Ich finde nicht, dass ich Putin kritiklos übernommen habe. Die Behauptung, dass die ganze Regierung eine Rechtsextreme clique ist, ist, denke ich, haltlos und wird als Vorwand genommen einen „Regime“ change durchzuführen. Der Zusammenhang wie das Rechtsextreme im Ausland stärken kann ist folgender: Wenn Russland (oder Regime Putin) jetzt in der Ukraine die sogenannte Denazifizierung durchführt, und dabei dies lediglich als einen Vorwand nimmt um alle ihnen unliebsamen Kräfte zu unterdrücken, wird das bestimmt als Standdartverteidigung von rechtsextremen Gruppen verwendet: „In der Ukraine haben wir ja gesehen, wie unter dem Vorwand von Antifaschismus die Demokratie angegriffen wird.“
Mein Punkt ist gewesen, dass trozdem diese rechtsextremen Gruppen in der Ukraine nicht zu vernachlässigen sind, mit Ihnen aber halb kooperiert wurde (von der ukrainischen Regierung), damit sie an der Front kämpfen. Dass es dabei auch zu schweren verstoßen von „ukrainischer“ kommen kann, würde mich dann nicht wundern.
Ich habe das Gefühl, dass man absichtlich vorbeigeschaut hat, um der russischen Position ja nicht den Hauch einer Legitimität zuzubiligen.
Das ist eine sehr gute Frage, man kann darüber leider nur spekulieren.
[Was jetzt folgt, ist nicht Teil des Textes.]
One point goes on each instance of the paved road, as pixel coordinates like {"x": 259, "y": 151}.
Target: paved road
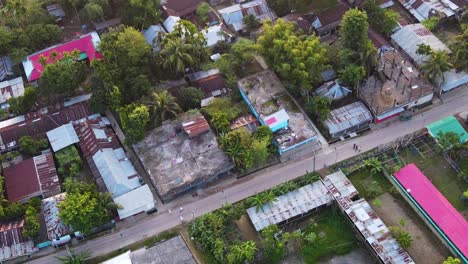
{"x": 263, "y": 180}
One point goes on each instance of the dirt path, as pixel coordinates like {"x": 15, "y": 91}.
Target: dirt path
{"x": 425, "y": 247}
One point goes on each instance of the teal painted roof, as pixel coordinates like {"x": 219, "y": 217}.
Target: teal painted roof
{"x": 448, "y": 124}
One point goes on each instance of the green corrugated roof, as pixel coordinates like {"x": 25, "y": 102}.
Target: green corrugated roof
{"x": 448, "y": 124}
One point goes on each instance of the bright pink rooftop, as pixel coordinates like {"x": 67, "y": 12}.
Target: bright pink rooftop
{"x": 86, "y": 44}
{"x": 449, "y": 220}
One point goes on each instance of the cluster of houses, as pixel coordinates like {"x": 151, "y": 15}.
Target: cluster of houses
{"x": 183, "y": 154}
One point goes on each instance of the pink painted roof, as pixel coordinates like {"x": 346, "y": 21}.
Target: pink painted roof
{"x": 83, "y": 44}
{"x": 435, "y": 205}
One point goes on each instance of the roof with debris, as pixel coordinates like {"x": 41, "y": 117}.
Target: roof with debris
{"x": 290, "y": 205}
{"x": 62, "y": 137}
{"x": 347, "y": 117}
{"x": 31, "y": 178}
{"x": 361, "y": 214}
{"x": 175, "y": 162}
{"x": 12, "y": 242}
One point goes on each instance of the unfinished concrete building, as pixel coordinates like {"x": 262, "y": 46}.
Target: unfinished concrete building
{"x": 182, "y": 154}
{"x": 395, "y": 87}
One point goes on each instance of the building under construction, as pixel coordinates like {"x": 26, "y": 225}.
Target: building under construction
{"x": 395, "y": 87}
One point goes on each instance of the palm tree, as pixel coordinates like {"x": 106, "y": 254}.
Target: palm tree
{"x": 74, "y": 258}
{"x": 175, "y": 54}
{"x": 163, "y": 106}
{"x": 434, "y": 68}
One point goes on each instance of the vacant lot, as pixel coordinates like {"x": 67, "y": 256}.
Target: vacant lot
{"x": 425, "y": 247}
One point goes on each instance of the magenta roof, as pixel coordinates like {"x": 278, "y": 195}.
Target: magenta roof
{"x": 86, "y": 44}
{"x": 435, "y": 205}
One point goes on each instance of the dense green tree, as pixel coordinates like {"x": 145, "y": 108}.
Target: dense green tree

Vielleicht hätte man es geschafft, mehr Gräben zuzuschütten, eine engere Zusammenarbeit auf mehreren Ebenen zu etablieren. Das wäre vielleicht möglich gewesen, wenn man den russischen Stolz nicht so mit Füßen getreten hätte, indem man den einstigen Einflußbereich übernimmt und konsequent vom „Gewinn des kalten Krieges“ gesproch hat, statt vom „Überwinden des kalten Krieges“, beilegen der Differenzen usw. Ich denke, Putin hat nicht zuletzt aus diesen Gründen relativ viel Rückhalt im Volk und Gorbatschov wird eher als Vaterlandsverräter gesehen.
Wie gesagt, würde ich an der Stelle nicht weiter diskutieren. Letztlich ist das nur die gleiche Diskussion, die wir vor dem Krieg schon länglich hatten. Ich wollte nur aufzeigen, wie sich aus meiner Analyse auch eine Haltung ergibt.
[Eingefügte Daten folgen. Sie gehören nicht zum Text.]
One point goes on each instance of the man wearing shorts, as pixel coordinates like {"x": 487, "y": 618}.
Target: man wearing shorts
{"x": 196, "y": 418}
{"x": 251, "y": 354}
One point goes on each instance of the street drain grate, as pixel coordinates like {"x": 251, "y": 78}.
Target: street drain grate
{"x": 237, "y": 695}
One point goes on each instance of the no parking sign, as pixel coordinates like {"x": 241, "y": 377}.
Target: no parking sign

Aber ich will mich nicht völlig um eine Antwort drücken, insofern eine Skizze:
Als Putin angefangen hat, hatte er Vorstellungen von einer Freihandelszone von Lissabon bis Wladiwostok oder so ähnlich. Putin ist ein russischer Nationalist, aber auch wenn Russland ein eurasisches Reich ist, verortet er sich damit als Europäer. Wahrscheinlich europäischer als die meisten Europäer weiter westlich aus der Selbstsicht. Denk mal nicht, dass sich Putin vor zwanzig Jahren vorstellen konnte, dass er mal mehr Affinität und Einsicht für einen chinesischen Präsidenten als für einen ukrainischen haben würde. Also Integration war die Vision, was nicht heißt, dass es nicht zum Beispiel wegen der Krim hätte Ärger geben können. Das ist so oder so das schwierige Erbe eines zerfallenen Imperiums.
Ja, genau um diese Werte geht es doch beim Zitat von Kissinger auch. Die Chilenen haben frei und demokratisch Salvatore Allende gewählt und die CIA hat Pinochet an die Macht gebracht.
Ich bin im übrigen nicht der Meinung, dass man Russland oder China toll findet, nur weil man den Westen kritisiert. Ich bin nur immer sehr verwundert, wie man sich auf ein moralisch hohes Ross setzt, dem aber selbst nicht gerecht wird. Und ich verteidige hier niemanden und verurteile jede Verletzung der Souveränität, gleich ob Ukraine, Syrien, Afghanistan, den Irak, Tibet oder Taiwan.
Mir ging es in meinem Beitrag nur darum, dass das mit dem Hort der Glückseligkeit immer auf die Perspektive ankommt. Bin ich drin oder bin ich nicht drin. Der Westen ist nicht unter allen Umständen erstrebenswert, z.b. nicht, wenn es keine demokratische Tradition gibt und man durch diese „Demokratisierung“ Länder ins Chaos stürzt und die Lebensumstände anschließend für einen Großteil der Bevölkerung deutlich schlechter wird, wie z.b. in Libyen. Ich bin kein Freund von irgendwem, der eine politische Agenda hat. Aber ich bin aus tiefster Überzeugung Pazifist.
Nun, aber diese Frage hast du nicht gestellt. Ich gebe dir eine Antwort. Ich weiß nicht, ob sie dir gibt, was du suchst, aber ich würde sagen, meine moralische Ausrichtung ist dann doch eher nebensächlich, insofern belassen wir es dabei.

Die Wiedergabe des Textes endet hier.